Aclaración: si alguno se está preguntando porque el único usuario es "admin" y la clave es "admin" y ambos valores están "hardcodeados" y no se pueden cambiar, la respuesta es que he simplificado esa tarea para no hacer más complejo el ejemplo, además no resulta muy complejo obtenerlo de una base de datos por ejemplo.

Si el usuario no está logueado:

    } else {
      logeado = false;
      msg = new FacesMessage(FacesMessage.SEVERITY_WARN, "Login Error",
                             "Credenciales no válidas");
    }

Simplemente lo aseguramos estableciendo el valor de la variable logeado en falso y estableciendo un mensaje de advertencia al usuario.

Finalmente enviamos el mensaje que establecimos antes:

FacesContext.getCurrentInstance().addMessage(null, msg);

Agregamos un parámetro que será utilizado en el script del cliente:

context.addCallbackParam("estaLogeado", logeado);

Si el usuario ha podido loguearse sin inconvenientes, le enviamos como parámetro la próxima vista.

if (logeado)
  context.addCallbackParam("view", "gauge.xhtml");


El método logout() que aún no hemos utilizado realiza lo siguiente:

Obtiene la sesión del usuario:

HttpSession session = (HttpSession) FacesContext.getCurrentInstance()
                                    .getExternalContext().getSession(false);


La invalida:

session.invalidate();

y desloguea al usuario:

logeado = false;


Agregando la opción logout a "gauge.xhtml"

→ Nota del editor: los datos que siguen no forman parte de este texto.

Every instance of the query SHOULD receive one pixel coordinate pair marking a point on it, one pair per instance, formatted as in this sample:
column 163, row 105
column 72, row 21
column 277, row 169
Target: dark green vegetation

Editamos "gauge.xhtml" y agregamos el siguiente código inmediatamente después del body:

<h:body>
  <p:commandLink id="logout" actionListener="#{loginBean.logout}"
      style="margin-right:20px;" oncomplete="logout(xhr, status, args)">
    <h:outputText value="logout" />
  </p:commandLink>


Se agregará un link como el que se ve en la siguiente figura:


El link ejecutará el método loginBean.logout y una vez completado ejecutará el script del cliente logout(....)

El script del cliente debe agregarse entre el cierre del tag body y el cierre del tag html como sigue:


</h:body>
<script type="text/javascript">
  //<![CDATA[
  function logout(xhr, status, args) {
    setTimeout(function() {
      window.location = 'login.xhtml';
    }, 500);
  }
//]]>
</script>

</html>


Como se puede observar solo hacemos un redirect a la página de login.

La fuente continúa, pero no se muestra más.